The Ebola epidemic in West Africa was unprecedented and infected 13,982 people in Sierra Leone, claiming the lives of 3,955 victims. The index-case for Sierra Leone was a traditional healer from the rural chiefdom Kissy of the eastern district Kailahun who participated in a funeral event in Guinea in May 2014. This case alone infected above 30 family members, friends, and health staff who visited or cared about a “normal” woman of their society. The number of cases rapidly increased, and just eight weeks later, the country recorded above 500 cases. Most victims were poor, uneducated population groups in the urban slums and in rural areas. The spread of the disease was facilitated by poor living conditions with lack of sanitation facilities, poor hygiene and hand-washing practices, and by traditional burial rites in which the dead body is honoured with ceremonies where extended families and friends dance around and kiss the dead body. The symptoms of Ebola resemble common local diseases such as malaria and typhoid fever, and initially, the population distrusted the information shared by health workers and NGOs about the nature and consequences of this new killer virus. This remained a serious challenge for curbing new transmissions as people did not report on suspected cases and continued to care for loved ones at home.

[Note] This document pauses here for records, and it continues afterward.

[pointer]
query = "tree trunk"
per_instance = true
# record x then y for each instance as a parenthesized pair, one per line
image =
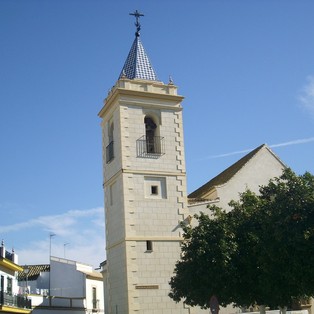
(283, 310)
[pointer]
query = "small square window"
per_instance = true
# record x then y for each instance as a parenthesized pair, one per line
(154, 189)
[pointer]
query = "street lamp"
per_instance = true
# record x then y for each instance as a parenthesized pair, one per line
(26, 270)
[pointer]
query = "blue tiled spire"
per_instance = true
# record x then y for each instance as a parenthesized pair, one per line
(137, 64)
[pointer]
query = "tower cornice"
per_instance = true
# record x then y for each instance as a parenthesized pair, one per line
(142, 89)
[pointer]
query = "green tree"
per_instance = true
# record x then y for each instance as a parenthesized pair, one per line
(260, 252)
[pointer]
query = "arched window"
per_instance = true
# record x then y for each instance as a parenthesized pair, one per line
(150, 132)
(110, 132)
(109, 148)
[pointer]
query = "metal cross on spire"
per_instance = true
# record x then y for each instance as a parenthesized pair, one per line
(137, 23)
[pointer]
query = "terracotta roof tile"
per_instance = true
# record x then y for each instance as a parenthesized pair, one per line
(224, 176)
(34, 271)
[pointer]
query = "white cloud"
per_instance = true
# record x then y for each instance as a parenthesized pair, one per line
(306, 96)
(293, 142)
(81, 230)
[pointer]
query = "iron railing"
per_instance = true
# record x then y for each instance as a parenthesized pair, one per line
(19, 301)
(109, 152)
(150, 146)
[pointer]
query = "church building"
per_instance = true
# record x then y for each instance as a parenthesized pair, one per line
(145, 187)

The poor country’s health system was already weak and totally unprepared for responding to a health crisis of this magnitude. Médecins Sans Frontières (MSF) in Kailahun District and the Red Cross Federation in Kenema District were the first to open Ebola Treatment Units and improve the laboratory testing. The district hospital in Kenema was the first government facility to offer treatment for people infected with the virus. However, in early July no specialist protection equipment was available, the professional knowledge to tackle Ebola was still very limited, and hygiene standards were low. So the hospital itself became a vector of Ebola, which spread to the urban population of Kenema and from there further on to the rest of the country.

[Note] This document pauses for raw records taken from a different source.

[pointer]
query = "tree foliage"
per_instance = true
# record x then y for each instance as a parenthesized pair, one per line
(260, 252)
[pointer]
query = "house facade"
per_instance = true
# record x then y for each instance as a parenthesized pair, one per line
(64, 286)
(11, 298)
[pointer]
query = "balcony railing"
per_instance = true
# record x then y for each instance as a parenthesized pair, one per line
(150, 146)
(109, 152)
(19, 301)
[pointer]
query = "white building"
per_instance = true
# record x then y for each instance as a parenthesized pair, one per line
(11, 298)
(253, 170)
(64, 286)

The virus was able to move and spread geographically with human beings’ commotion and trade due to its long incubation period of 21 days during which an infected person who was not yet symptomatic could travel to other areas and spread the virus. The hesitation in the population to believe Ebola was real caused some infected victims to hide in their homes or even flee treatment centres, thus infecting family members and local caregivers.
The Government declared a “State of (Health) Emergency” on the 31st of July 2014, hoping to gain control over the spread of the virus. Measures included the prohibition of traditional funeral ceremonies and the conduction of initiation rites by secret societies, closure of local markets and other public meeting points, closure of schools, bans on workshops, business meetings and group gatherings of any kinds, and formulation of local bye-laws to regulate the social interaction of community members and avoid cross-travelling of strangers. Road control measures to restrict travel and trade came into effect with police and military force and checkpoints set up along all major roads, curfews were put in place to restrict travelling times, and both vehicles and passengers required permits to travel within the country.

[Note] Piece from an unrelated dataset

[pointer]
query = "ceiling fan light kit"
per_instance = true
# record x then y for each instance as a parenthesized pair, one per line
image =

The proclamation of a state of emergency created further insecurity around the national socio-economic framework conditions, with many foreign investors leaving the country. Fear, uncertainty and frustration started to spread between the villages and urban settlements.
The virus spread unevenly and hit some villages directly and hard with many infected community members – sometimes even entire families were nearly annihilated. In those cases, additional restrictions including village and household quarantining – ‘house arrests’ – were enforced (see figure below). Quarantine of a village or household lasted a minimum of three weeks, but in many cases, it took about ten weeks until a community was free of Ebola. The number of villages quarantined and directly affected varied from district to district from 14 up to 50 communities. In Southeast Sierra Leone, the Ebola outbreak was defeated within a timeframe of 15 to 25 weeks per district.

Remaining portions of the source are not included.